As you can see, you'll have to create the HTTP date for an Expires header by hand; PHP doesn't provide a function to do it for you (although recent versions have made it easier; see the PHP's date documentation). Of course, it's easy to set a Cache-Control: max-age header, which is just as good for most situations.
For more information, see the manual entry for header.
See also the cgi_buffer library, which automatically handles ETag generation and validation, Content-Length generation and gzip content-coding for PHP scripts with a one-line include. What you are NOT seeing are the multiple links (three, date documentation, manual entry
I really wonder how seriously a remedy is sought. I suspect more than a slight amount of posturing is implicit in this whole set piece. Are they that out of touch?
It should be an option, not a necessity to read entire threads that are more likely to confuse than elucidate those new to the subtler aspects of any given topic. Too often it is waste of time and energy.
blame the browser programmer....developers are only sticking to standards and working workarounds here and there FOR the browser programmers already. :)
It was rediculous to do this in the first place - Perhaps the extra bandwidth usage will teach W3C a much needed lesson when developing future protocols.
With all that usage, what all in our world breaks when they can no longer afford to pay for their mistake and shut the server down?
web developers are the ones bending over backwards for web browser programmers. I must say these "browser programmers" do alot for web developers also but they are the ones ultimately to claim respponsibilty on this issue of DTD validation....I believe.
No. The DTD is an agreement between the XML writer and the parser writer on the format of the XML to be used. The actual content of the DTD is completely irrelevant at run time as long as the incoming file says it complies with the DTD the parser expects. Any parser with more than "if (file.dtd == expectedDtd)" has failed. The only good reason I can think of to even touch the actual DTD at runtime would be for a general purpose XML validator, which, ironically, is a special case.
Entities. If the document is not standalone then even a non-validating parser has to get a DTD. From a local catalog, of course.Segmentation fault. Ore dumped.

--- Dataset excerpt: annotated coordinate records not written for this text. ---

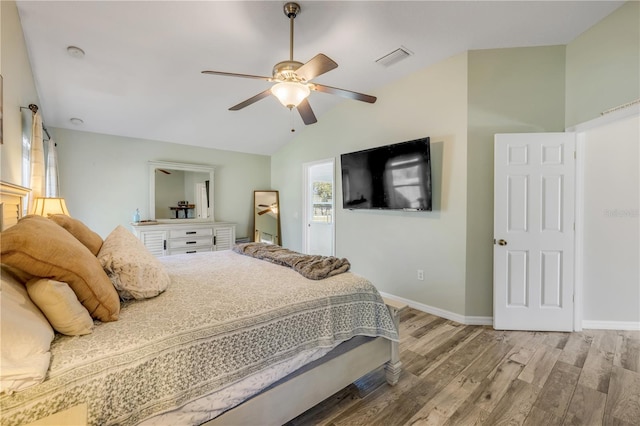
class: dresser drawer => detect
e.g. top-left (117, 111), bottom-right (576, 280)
top-left (167, 236), bottom-right (213, 249)
top-left (169, 228), bottom-right (213, 238)
top-left (169, 246), bottom-right (213, 255)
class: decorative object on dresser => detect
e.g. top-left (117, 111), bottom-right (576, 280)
top-left (253, 190), bottom-right (282, 246)
top-left (0, 181), bottom-right (402, 426)
top-left (131, 221), bottom-right (236, 256)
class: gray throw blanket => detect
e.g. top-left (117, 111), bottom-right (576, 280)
top-left (233, 243), bottom-right (351, 280)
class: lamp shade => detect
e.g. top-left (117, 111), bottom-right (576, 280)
top-left (271, 81), bottom-right (311, 108)
top-left (30, 197), bottom-right (70, 217)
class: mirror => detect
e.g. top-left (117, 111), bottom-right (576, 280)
top-left (253, 191), bottom-right (282, 246)
top-left (149, 161), bottom-right (214, 222)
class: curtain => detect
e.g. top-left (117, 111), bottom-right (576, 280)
top-left (27, 112), bottom-right (46, 212)
top-left (45, 138), bottom-right (60, 197)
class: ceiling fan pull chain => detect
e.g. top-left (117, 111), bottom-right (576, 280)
top-left (289, 14), bottom-right (296, 61)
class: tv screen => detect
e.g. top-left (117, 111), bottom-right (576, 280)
top-left (340, 137), bottom-right (432, 210)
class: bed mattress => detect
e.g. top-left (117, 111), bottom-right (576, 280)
top-left (0, 251), bottom-right (398, 425)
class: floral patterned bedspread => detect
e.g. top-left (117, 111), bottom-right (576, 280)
top-left (0, 251), bottom-right (398, 425)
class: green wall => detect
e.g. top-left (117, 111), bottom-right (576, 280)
top-left (0, 0), bottom-right (39, 185)
top-left (565, 1), bottom-right (640, 127)
top-left (465, 46), bottom-right (565, 316)
top-left (271, 53), bottom-right (467, 314)
top-left (49, 128), bottom-right (271, 237)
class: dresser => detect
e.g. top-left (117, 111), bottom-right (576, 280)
top-left (132, 222), bottom-right (236, 257)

Maybe it's all the webpages out there that list sample HTML code?
There must be millions of pages with the DTD's URL in the *body* of the page.

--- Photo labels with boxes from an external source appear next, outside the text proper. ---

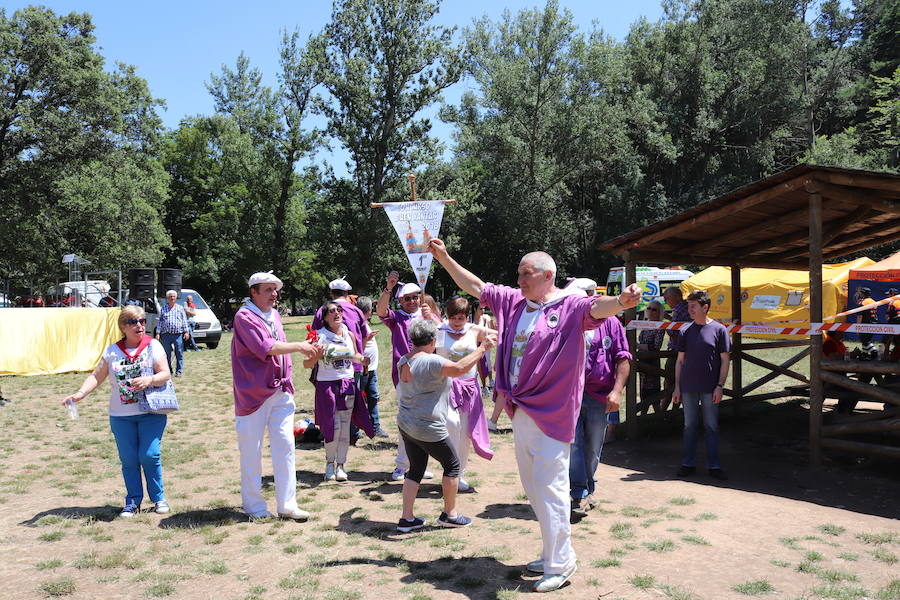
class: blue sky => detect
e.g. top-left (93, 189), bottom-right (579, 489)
top-left (7, 0), bottom-right (662, 173)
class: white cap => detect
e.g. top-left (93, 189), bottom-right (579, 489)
top-left (566, 277), bottom-right (597, 293)
top-left (328, 277), bottom-right (353, 292)
top-left (397, 283), bottom-right (422, 298)
top-left (247, 271), bottom-right (284, 292)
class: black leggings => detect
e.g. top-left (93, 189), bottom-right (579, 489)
top-left (400, 429), bottom-right (459, 483)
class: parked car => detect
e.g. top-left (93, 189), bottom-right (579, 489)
top-left (134, 288), bottom-right (222, 350)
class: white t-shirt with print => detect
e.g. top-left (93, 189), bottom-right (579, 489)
top-left (103, 340), bottom-right (166, 417)
top-left (316, 325), bottom-right (356, 381)
top-left (509, 307), bottom-right (543, 386)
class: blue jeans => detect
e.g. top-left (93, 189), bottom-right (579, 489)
top-left (359, 371), bottom-right (381, 431)
top-left (681, 392), bottom-right (721, 469)
top-left (569, 394), bottom-right (609, 500)
top-left (159, 333), bottom-right (184, 375)
top-left (109, 413), bottom-right (168, 506)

>> In short, here's the lesson learned:
...
>> 1) Some proportion of programmers don't know what they're doing and never will
>> 2) Some proportion of programmers are assholes
Here, let me translate
1) Some programmers are Indian
2) Some programmers are American
By linking to W3-dot-org and slashdotting them. Thanks guys, you good samaritans! Can you come over later and throw some gasoline on my house that's on fire?

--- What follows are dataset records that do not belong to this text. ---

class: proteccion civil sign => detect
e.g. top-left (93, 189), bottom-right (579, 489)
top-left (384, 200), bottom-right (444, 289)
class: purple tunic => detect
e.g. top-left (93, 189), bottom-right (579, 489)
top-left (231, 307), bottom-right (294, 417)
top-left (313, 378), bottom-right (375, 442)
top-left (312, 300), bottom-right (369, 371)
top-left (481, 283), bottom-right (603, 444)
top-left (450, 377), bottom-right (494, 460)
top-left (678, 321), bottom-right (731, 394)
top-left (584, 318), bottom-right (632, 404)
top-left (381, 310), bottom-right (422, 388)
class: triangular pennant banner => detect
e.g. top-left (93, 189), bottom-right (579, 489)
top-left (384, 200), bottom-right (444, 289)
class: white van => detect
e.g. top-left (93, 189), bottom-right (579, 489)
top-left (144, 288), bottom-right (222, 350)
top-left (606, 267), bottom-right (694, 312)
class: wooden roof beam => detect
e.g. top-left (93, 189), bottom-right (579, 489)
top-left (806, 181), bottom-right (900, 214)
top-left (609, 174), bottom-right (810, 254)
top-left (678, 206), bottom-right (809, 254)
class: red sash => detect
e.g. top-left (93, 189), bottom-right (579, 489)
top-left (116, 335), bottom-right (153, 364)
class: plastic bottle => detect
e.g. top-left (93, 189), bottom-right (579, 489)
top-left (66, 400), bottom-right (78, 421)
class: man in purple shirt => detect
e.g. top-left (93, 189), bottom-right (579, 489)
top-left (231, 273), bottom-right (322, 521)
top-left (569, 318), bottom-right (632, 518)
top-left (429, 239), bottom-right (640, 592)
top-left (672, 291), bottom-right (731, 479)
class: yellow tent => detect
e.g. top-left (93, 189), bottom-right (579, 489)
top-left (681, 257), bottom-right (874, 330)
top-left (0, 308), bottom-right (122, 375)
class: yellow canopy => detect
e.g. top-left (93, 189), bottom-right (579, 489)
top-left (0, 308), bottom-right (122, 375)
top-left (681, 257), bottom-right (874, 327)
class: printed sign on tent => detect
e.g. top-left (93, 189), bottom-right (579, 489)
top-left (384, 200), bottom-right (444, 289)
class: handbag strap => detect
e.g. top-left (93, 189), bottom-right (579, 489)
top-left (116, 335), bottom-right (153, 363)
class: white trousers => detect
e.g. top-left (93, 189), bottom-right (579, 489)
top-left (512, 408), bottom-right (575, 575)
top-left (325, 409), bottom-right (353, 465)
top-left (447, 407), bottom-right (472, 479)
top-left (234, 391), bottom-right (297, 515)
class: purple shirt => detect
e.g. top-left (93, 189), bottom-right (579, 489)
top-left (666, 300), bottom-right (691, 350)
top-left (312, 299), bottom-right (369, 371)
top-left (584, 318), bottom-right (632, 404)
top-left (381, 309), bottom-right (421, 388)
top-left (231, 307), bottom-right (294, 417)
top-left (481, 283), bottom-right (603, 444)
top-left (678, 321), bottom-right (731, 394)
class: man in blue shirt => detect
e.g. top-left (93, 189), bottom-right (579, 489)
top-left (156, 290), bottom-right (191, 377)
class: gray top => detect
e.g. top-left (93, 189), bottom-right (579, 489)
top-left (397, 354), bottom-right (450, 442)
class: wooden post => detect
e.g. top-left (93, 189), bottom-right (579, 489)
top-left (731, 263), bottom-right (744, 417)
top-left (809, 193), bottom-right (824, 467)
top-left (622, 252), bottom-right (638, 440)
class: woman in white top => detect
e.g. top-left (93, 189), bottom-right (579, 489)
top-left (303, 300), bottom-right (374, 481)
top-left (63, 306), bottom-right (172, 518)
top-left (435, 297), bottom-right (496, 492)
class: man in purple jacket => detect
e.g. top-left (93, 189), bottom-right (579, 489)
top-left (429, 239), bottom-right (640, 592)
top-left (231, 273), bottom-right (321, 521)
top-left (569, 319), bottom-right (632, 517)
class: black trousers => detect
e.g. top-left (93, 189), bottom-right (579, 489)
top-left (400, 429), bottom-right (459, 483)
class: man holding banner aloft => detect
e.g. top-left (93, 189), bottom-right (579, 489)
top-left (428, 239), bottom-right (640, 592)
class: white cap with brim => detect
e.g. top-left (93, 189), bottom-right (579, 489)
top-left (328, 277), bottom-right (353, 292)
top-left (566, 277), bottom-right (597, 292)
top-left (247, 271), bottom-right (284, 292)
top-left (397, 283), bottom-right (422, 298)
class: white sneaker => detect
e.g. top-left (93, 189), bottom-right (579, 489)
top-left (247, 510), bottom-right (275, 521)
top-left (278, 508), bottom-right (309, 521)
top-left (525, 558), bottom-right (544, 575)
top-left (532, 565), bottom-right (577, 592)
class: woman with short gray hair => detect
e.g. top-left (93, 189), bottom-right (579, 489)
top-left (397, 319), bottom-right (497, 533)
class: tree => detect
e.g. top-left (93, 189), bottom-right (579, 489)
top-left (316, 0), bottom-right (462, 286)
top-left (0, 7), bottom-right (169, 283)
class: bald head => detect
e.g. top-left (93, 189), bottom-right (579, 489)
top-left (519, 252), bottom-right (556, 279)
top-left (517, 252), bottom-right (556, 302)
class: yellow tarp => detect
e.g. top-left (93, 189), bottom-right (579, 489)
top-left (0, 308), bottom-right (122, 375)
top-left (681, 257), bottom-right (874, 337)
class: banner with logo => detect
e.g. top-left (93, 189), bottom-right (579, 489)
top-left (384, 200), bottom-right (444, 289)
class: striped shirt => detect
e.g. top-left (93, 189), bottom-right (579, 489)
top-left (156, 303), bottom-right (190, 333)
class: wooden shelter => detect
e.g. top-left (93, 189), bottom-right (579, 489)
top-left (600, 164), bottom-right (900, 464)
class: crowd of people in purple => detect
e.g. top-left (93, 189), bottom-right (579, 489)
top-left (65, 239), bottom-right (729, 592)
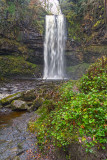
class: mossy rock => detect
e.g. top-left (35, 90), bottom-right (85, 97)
top-left (31, 97), bottom-right (45, 111)
top-left (67, 63), bottom-right (90, 79)
top-left (22, 90), bottom-right (36, 101)
top-left (11, 100), bottom-right (29, 111)
top-left (0, 92), bottom-right (21, 105)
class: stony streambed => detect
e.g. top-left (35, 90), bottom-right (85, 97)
top-left (0, 80), bottom-right (60, 160)
top-left (0, 112), bottom-right (37, 160)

Slashdot "libertarians": Small government for me, big government for those I disagree with. -1, I disagree with you
For $11.00 Yahoo will give you unlimited bandwidth and storage space. I think W3C should call them on their offering. :)
Who the hell decided that the DTD should be identified with an http: URI anyway? It's as though some people think that any URI has to begin with http:. If you're not meant to fetch it using the hypertext transfer protocol, don't make a URI that says you should.
-- Ed Avis ed@membled.com
If people would bother to learn HTML, this wouldn't happen. But due to the practice of self-taught "web designers" who copy and paste anything and everything, and who also type in code examples verbatim, this little-needed markup has been spread around. So, W3C should know that they are talking to a set of people who don't listen and don't care. Too bad.